Depois de muito relutar, o senador se dispõe a contar a história toda; ergue-se do banco onde com os demais velava o amigo, passa ao cômodo vizinho e se dirige para uma velha diligência coberta de pó e teias de aranha, relegada a um canto da sala: o que se vai ouvir (e ver) é uma história do tempo das diligências. Foi numa delas, talvez naquela mesma, cuja insígnia descobre, limpando-a do pó, que ele chegou ao Oeste; vinha do Leste, recém-saído da faculdade, com a bagagem abarrotada de livros de direito, portando apenas o relógio de ouro herdado do pai e uns poucos dólares...

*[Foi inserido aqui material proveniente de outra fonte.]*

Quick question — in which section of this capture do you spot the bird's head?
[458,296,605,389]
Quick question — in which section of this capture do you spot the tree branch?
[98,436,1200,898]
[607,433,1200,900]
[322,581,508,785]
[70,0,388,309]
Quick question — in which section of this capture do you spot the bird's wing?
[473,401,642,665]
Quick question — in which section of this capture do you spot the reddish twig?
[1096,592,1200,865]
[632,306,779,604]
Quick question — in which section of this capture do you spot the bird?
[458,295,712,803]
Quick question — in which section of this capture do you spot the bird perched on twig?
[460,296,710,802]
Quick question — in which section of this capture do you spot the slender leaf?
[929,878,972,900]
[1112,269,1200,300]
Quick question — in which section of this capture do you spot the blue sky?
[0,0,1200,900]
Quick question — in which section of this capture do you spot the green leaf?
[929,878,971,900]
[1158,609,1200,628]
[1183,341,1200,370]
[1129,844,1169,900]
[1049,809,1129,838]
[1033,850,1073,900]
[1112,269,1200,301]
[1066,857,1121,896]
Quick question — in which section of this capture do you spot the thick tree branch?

Assim o senador Stoddard, já encanecido e quase candidato à vice-presidência do país, dá início à narração de sua vida de outrora, suas aventuras no Oeste -a dimensão propriamente épica de ``O Homem Que Matou o Facínora". O trecho, resumido acima, funciona como conexão entre a abertura lírica e a narrativa propriamente dita que vai começar. Estabelece o canal da narração, que surge quase como uma conversa de velório, inserindo no esquema comunicativo do filme uma espécie de narrador oral em primeira pessoa. A história será vista dentro dessa moldura do começo -que um trem, em sentido contrário, fechará no fim- como um mundo a distância que emerge do passado e se encaixa no quadro do presente, configurado aos poucos pela voz narrativa.
O faroeste é aqui, portanto, algo que se dá a ver com o recuo das coisas que se oferecem à nossa contemplação a distância, quase como um objeto de meditação, foco do olhar e, ao mesmo tempo, da reflexão. A épica tradicional se inclui, dessa forma, na perspectiva moderna.
A técnica adotada por Ford pode lembrar a de Guimarães Rosa no ``Grande Sertão: Veredas". Neste romance inovador, inesperadamente vinculado à tradição da épica oral, o mundo do passado de aventuras do ex-jagunço Riobaldo também se inclui num diálogo com o universo urbano do interlocutor letrado (e nosso) a quem conta sua vida.